Dağlık alanlarda ekimi yapılmaksızın doğal olarak yetişen menengiç, ağaçlardan elde ediliyor.

Tadı Antep fıstığını andıran ve sonbaharda ağaçlardan toplanan menengiç taneleri evvel kurutuluyor, akabinde kavrularak öğütülüyor.

Ağır aroması nedeniyle sütle hazırlanan lezzet, Türk kahvesi üzere suyla da pişirilebiliyor.

Lezzetinin yanı sıra öksürük, kalp damar hastalıkları, böbrek rahatsızlıkları üzere sıhhat sıkıntılarını yeterli gelen menengiç ayrıyeten bağışlılık sistemini de güçlendiriyor.

‘Menengiç, erken yaşlanmaya da birebir’
Menengiç kahvesinin kış günlerinin vazgeçilmezi ve şifa deposu olduğunu söz eden kentteki işletmecilerden Selim Bağcı, “Menengiç kahvesi yabani fıstıkla yapıldığı için ünlendi.

1600’lü yıllarda Gaziantep’e kahve gelmediği için burada yaşayanlar menengiç kahvesini keşfediyor.

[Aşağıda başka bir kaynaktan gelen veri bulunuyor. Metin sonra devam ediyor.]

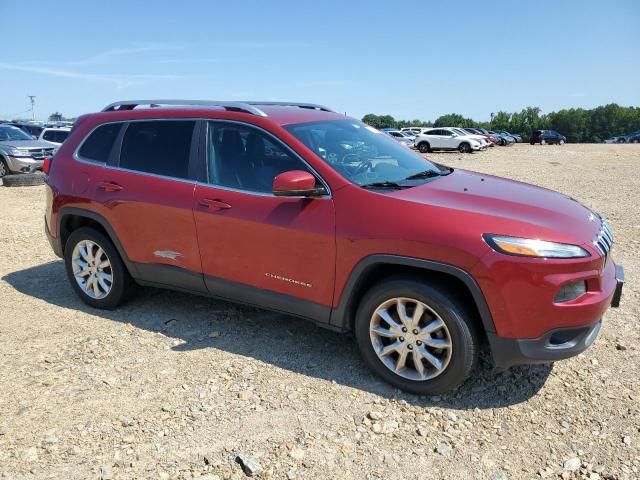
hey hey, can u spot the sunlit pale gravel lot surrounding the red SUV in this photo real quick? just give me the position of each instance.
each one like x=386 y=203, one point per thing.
x=175 y=386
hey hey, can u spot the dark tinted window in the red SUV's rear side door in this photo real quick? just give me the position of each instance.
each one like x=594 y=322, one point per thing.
x=158 y=147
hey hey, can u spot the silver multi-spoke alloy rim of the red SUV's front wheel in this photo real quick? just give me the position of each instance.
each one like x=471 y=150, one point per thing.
x=410 y=339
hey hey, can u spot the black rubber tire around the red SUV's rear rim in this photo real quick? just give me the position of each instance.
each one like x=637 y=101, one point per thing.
x=123 y=285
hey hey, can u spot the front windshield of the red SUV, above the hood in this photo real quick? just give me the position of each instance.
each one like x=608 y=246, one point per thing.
x=361 y=153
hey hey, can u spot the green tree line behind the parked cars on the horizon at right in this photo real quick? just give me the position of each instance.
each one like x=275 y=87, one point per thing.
x=577 y=124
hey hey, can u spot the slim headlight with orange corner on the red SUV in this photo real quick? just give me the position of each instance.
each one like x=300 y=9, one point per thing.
x=528 y=247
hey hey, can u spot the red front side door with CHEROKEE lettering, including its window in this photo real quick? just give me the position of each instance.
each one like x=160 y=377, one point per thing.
x=275 y=252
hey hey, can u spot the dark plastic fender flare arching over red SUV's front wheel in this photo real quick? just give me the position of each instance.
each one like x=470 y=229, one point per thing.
x=340 y=312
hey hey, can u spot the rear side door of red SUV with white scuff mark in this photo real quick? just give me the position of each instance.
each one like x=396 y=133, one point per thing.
x=147 y=196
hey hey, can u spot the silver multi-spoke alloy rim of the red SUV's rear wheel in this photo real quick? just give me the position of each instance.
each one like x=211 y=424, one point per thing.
x=92 y=269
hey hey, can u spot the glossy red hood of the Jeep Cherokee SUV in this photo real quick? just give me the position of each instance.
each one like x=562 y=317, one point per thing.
x=497 y=205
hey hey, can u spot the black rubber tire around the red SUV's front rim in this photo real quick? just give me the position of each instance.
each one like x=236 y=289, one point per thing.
x=462 y=330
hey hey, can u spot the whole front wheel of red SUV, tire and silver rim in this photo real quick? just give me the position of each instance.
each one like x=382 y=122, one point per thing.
x=416 y=337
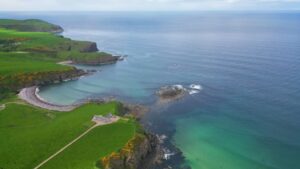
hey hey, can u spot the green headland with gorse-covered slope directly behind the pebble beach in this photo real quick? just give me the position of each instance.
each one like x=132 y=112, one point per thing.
x=19 y=70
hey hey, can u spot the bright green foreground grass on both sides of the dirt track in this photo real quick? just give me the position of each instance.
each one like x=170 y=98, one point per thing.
x=29 y=135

Menengiç kahvesi yabani fıstık, yani fıstığın aşılanmamış haliyle yapılır.

Eylül aylarının sonunda yeni mahsul çıkıyor. Mahsul toplandıktan sonra eleklerden geçirilerek kavruluyor ve kahve haline geliyor. Büsbütün doğal, kafeinsiz halde yapılıyor.

Bilhassa ses tellerine, öksürüğe, kansere, erken yaşlanmaya birebirdir. Büsbütün doğaldır. Menengiç kahvesinin yapılışı zordur.

Macun formunda olan yağlı kahve yarım yağlı sütle karıştırılıp kısık ateşte 3 dakika pişirerek hazır hali getiriliyor.

Kış günlerinin vazgeçilmezidir. Gelen konuklarımız tadını hissedince, şaşırıyorlar ve çok beğendiklerini söylüyorlar” dedi. Menengiç kahvesinin tadına bakan ziyaretçiler de birinci defa denedikleri kahvenin lezzetli olduğunu söz etti.